In seeking the above funding changes as a means of ensuring the long term viability of the defined benefit plan system, we recognize the need for a balanced approach when implementing changes to something as important to Canadians as the laws protecting their retirement income. In this regard, we would encourage certain other changes to be made towards strengthening the plan system. These include the following:

1. A requirement for plan sponsors to fully fund any deficit on plan termination (with such funding either, at plan sponsor discretion, made in a lump sum or amortized over a period of years).

2. Restrictions on plan improvements that cause the solvency ratio to drop below a specified threshold (such as 85% to 95%) – more costly plan improvements would then need to be financed by a lump sum contribution that brings the solvency ratio back up to the threshold.

3. A lower priority claim on pension assets with respect to recent benefit improvements in the event of a plan wind-up, in the situation where full funding is not available to all plan members on account of plan sponsor insolvency.

4. Greater disclosure of the funded status of the pension plan, the plan sponsor's funding policy, and the plan sponsor's financial viability. With respect to the latter, we note that over the last couple of years the information that is available publicly relating to the financial condition of plan sponsors has become much more extensive due to new disclosure rules applicable to publicly-traded companies.

5. The Canada Revenue Agency limit on employer contributions when there is an "excess surplus" does not adequately recognize the extent to which a plan can move from surplus to deficit or vice versa. An increase in the existing 10% surplus threshold would be reasonable.

We do not believe that there is a need for a pension guarantee fund for federally-regulated employers. Among federally-regulated employers, pension liabilities are concentrated among too small of a group of companies to allow the operation of an effective risk-based insurance program that applies to these employers only.


We believe that the current legislative and regulatory framework for defined benefit pension plans jeopardizes the viability of defined benefit plans.

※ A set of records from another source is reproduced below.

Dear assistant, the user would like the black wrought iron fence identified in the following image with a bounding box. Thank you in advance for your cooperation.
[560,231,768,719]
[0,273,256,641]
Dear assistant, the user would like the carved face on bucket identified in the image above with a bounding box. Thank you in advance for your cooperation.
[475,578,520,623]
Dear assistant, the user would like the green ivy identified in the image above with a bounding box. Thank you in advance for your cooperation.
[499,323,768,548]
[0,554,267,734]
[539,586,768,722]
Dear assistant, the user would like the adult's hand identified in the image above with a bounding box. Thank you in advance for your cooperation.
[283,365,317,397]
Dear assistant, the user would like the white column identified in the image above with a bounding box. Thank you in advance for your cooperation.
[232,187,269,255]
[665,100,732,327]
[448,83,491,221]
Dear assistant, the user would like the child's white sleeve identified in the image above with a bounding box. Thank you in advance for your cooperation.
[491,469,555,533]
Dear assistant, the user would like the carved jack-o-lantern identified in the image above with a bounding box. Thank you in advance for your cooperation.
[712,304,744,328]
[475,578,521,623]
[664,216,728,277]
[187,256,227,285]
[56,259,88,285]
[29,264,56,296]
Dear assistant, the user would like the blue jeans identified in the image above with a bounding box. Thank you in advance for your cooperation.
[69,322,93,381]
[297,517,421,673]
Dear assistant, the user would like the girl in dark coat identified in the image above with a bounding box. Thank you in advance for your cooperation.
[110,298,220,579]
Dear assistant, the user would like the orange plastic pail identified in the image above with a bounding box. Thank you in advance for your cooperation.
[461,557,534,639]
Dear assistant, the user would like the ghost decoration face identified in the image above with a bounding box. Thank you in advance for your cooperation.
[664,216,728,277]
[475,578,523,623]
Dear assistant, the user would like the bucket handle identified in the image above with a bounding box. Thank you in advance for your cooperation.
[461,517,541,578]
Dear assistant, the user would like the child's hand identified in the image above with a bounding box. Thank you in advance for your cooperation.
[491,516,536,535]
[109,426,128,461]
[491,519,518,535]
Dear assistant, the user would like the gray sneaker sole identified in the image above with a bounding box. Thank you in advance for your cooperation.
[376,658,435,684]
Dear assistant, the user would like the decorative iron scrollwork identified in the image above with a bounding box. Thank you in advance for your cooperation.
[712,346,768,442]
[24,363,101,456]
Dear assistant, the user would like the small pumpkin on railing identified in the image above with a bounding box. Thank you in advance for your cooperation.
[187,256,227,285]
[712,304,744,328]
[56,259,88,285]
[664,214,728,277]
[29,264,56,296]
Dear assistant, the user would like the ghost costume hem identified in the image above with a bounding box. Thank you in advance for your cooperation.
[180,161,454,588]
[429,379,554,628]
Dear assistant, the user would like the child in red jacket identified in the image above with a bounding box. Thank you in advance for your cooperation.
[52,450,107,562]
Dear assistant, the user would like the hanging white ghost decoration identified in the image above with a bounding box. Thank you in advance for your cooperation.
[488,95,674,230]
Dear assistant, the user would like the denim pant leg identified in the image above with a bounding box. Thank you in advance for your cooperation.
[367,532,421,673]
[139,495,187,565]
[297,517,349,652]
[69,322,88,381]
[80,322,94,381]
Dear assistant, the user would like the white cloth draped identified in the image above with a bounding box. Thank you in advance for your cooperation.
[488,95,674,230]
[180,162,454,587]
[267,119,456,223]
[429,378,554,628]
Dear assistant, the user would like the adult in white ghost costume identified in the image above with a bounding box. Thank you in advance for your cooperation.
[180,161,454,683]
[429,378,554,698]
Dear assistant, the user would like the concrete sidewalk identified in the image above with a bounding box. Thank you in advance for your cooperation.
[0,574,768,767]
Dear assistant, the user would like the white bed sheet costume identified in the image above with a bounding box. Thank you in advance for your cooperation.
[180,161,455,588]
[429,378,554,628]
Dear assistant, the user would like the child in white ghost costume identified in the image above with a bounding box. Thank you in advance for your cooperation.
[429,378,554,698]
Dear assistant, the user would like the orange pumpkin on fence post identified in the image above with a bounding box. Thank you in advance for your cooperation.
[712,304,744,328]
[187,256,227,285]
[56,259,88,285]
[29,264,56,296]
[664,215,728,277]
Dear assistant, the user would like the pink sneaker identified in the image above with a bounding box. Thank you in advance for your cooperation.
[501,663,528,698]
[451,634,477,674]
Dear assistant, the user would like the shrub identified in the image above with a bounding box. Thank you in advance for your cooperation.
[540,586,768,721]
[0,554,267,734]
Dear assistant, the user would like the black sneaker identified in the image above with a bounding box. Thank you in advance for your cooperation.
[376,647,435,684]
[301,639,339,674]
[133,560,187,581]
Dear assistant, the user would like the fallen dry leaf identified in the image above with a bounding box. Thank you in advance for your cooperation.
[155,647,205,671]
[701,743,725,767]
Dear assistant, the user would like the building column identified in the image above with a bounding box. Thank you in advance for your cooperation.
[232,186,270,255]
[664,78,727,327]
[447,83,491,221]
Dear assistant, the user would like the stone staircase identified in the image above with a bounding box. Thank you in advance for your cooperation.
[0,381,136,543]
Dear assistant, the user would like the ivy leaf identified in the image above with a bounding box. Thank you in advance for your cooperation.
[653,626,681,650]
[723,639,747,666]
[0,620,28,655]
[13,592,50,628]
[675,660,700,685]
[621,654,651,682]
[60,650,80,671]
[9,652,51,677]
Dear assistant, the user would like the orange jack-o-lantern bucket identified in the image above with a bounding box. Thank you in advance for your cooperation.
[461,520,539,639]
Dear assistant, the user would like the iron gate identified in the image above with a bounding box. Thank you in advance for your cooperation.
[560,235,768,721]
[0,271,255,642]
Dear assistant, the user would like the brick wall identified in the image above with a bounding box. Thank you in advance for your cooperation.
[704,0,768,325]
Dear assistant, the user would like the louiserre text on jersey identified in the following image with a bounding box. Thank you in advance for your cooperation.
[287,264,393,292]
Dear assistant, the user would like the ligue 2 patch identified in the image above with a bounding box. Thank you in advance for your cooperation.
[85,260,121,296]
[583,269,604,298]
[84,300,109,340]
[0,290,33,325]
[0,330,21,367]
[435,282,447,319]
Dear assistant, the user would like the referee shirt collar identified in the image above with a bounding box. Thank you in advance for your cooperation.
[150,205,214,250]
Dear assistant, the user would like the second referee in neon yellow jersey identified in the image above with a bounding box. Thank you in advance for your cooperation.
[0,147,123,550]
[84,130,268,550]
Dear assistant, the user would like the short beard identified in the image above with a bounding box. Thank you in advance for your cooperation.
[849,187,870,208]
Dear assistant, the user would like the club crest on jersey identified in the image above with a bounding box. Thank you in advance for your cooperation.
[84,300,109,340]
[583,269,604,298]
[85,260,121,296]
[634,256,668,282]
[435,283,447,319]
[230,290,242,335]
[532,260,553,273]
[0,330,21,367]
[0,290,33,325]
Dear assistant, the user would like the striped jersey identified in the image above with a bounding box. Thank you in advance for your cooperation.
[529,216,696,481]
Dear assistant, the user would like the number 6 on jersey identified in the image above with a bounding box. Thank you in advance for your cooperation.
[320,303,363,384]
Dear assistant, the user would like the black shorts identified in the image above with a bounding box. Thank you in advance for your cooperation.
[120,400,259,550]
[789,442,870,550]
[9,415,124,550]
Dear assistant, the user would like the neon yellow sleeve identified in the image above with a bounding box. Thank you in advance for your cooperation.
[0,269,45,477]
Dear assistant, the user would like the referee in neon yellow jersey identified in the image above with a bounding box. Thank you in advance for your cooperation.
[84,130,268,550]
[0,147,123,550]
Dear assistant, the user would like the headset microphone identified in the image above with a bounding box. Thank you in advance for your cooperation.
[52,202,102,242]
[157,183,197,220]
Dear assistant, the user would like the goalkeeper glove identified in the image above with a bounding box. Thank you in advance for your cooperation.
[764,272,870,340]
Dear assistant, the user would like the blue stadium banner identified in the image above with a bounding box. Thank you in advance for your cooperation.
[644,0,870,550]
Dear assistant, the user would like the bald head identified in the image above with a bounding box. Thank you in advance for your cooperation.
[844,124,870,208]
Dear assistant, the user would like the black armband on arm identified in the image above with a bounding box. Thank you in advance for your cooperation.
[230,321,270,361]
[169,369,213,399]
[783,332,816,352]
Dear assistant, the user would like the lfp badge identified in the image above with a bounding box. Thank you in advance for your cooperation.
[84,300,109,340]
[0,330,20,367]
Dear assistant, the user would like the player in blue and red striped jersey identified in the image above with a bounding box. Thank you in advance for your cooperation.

Significant changes are required to the current framework, including immediate government action to address the onerous and volatile solvency contributions caused by the current Regulations under the PBSA. We believe that the changes we are proposing in this submission will go a long way towards ensuring the viability of defined benefit pension plans.

We look forward to the opportunity to continue our dialogue with the Department of Finance.